Member of the Montana House of Representatives from the 20th district
- Incumbent
- Assumed office January 6, 2025
- Preceded by: Fred Anderson

Personal details
- Born: Melissa Lynn Durden 1982 (age 43–44) Miles City, Montana, U.S.
- Party: Republican
- Spouse: George Nikolakakos ​(m. 2003)​
- Children: 4
- Education: Great Falls College Montana State University (AA) University of Montana Western (BA)

= Melissa Nikolakakos =

Melissa Lynn Nikolakakos (née Durden; born 1982) is an American politician and educator serving as a member of the Montana House of Representatives since 2025. A Republican, she represents District 20 which includes parts of Great Falls.

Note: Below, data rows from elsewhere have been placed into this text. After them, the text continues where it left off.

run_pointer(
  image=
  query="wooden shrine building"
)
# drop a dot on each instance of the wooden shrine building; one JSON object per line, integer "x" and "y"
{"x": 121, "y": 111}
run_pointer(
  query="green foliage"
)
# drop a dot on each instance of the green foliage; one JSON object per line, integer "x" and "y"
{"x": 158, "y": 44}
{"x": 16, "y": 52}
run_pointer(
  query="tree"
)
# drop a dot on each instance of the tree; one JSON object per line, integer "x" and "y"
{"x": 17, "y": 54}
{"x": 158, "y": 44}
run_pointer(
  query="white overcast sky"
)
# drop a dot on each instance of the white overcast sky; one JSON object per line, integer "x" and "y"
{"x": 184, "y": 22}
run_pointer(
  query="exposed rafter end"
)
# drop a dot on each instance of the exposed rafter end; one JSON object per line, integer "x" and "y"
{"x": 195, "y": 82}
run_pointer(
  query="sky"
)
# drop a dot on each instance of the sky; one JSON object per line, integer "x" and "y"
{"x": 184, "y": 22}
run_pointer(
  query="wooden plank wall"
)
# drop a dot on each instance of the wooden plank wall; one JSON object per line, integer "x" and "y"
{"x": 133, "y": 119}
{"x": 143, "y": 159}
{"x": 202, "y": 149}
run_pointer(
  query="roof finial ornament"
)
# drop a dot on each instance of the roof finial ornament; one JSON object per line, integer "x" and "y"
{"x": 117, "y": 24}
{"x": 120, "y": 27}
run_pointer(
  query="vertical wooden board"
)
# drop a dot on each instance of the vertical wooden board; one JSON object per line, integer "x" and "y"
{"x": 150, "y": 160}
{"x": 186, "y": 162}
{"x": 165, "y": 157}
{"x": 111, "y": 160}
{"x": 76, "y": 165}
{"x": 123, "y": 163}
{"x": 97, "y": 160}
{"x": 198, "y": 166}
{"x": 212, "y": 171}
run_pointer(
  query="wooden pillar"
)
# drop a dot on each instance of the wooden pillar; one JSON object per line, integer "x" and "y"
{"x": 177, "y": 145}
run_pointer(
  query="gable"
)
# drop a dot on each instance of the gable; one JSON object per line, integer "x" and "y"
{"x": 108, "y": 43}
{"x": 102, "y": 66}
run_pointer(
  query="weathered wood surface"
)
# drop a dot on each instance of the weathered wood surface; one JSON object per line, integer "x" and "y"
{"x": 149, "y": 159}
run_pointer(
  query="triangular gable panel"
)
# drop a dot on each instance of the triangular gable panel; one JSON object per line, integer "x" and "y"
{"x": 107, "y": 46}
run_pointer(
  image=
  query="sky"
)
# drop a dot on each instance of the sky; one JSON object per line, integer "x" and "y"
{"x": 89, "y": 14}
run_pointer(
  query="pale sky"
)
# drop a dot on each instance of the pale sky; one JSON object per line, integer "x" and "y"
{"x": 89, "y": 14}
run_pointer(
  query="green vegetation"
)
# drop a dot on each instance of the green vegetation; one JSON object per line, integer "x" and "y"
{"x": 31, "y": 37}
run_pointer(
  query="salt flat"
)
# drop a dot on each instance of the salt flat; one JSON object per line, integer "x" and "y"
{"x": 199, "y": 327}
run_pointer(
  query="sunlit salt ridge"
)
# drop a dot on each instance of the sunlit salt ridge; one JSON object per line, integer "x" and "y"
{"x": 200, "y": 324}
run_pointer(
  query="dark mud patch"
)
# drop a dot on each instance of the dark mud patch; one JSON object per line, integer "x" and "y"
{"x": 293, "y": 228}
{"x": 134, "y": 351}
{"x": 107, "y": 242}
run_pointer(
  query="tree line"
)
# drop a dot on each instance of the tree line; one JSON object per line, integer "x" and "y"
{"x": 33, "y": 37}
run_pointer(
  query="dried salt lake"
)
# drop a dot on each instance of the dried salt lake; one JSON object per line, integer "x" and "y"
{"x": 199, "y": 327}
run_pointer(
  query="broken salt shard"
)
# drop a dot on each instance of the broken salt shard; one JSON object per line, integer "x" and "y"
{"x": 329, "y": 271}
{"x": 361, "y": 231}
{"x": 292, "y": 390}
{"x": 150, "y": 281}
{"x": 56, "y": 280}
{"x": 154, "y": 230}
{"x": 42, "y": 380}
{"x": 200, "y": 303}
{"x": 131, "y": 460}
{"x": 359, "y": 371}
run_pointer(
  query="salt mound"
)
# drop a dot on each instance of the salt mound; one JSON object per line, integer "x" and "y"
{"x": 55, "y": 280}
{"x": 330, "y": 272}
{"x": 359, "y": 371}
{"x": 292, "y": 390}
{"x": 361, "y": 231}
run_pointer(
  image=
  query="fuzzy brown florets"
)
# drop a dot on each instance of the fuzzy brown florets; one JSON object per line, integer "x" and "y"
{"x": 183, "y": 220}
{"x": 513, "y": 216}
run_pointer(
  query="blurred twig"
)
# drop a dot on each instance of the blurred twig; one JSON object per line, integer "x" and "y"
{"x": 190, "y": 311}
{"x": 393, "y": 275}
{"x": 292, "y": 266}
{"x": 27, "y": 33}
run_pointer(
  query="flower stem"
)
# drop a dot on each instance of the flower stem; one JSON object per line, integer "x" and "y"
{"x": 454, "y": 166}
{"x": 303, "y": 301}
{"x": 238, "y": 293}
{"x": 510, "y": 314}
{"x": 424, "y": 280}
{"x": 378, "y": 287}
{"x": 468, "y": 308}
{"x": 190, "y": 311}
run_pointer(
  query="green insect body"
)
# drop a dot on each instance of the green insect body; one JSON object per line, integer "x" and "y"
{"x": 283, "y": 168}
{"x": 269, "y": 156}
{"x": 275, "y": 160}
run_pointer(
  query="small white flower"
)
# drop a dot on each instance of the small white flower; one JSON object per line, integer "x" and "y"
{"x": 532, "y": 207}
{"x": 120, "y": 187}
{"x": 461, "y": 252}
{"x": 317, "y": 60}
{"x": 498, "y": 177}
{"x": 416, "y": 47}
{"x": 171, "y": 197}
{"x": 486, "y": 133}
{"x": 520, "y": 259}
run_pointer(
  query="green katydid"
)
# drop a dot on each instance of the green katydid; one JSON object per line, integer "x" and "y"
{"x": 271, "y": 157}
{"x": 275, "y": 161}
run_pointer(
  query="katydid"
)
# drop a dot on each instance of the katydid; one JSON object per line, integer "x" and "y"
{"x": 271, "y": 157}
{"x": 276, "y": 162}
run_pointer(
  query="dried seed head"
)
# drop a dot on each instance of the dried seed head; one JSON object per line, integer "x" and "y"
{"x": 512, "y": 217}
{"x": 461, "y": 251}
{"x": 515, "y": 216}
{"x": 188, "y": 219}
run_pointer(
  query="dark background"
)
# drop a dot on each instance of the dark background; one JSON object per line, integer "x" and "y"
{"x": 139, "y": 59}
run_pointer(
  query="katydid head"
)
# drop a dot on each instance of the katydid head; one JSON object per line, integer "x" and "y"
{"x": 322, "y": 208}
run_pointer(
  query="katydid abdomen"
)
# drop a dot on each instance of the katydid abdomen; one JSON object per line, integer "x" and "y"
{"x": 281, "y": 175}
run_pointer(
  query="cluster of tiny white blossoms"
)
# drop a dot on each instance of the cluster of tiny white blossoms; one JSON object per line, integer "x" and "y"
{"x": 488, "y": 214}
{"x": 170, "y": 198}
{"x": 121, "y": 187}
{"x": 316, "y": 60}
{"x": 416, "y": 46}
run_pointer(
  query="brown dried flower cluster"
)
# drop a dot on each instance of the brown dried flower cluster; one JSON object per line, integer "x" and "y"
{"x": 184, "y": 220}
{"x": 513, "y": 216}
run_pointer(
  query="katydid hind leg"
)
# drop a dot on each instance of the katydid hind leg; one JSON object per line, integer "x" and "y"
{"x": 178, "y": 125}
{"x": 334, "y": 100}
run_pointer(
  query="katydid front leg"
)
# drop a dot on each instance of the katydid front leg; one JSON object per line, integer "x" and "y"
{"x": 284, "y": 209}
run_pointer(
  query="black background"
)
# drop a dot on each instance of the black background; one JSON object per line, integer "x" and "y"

== Montana House of Representatives ==
Nikolakakos ran for the Montana House of Representatives in the 2024 election in the 20th district. She defeated Steven Galloway, the representative from the 24th district who switched districts due to redistricting, in the Republican primary. She won the general election against Democratic candidate Rina Fontana Moore with 53% of the vote.

==Personal life==
Nikolakakos is married to George Nikolakakos, who has served as a state representative for the neighboring 22nd district since 2023. The couple has four children, including two that they home school.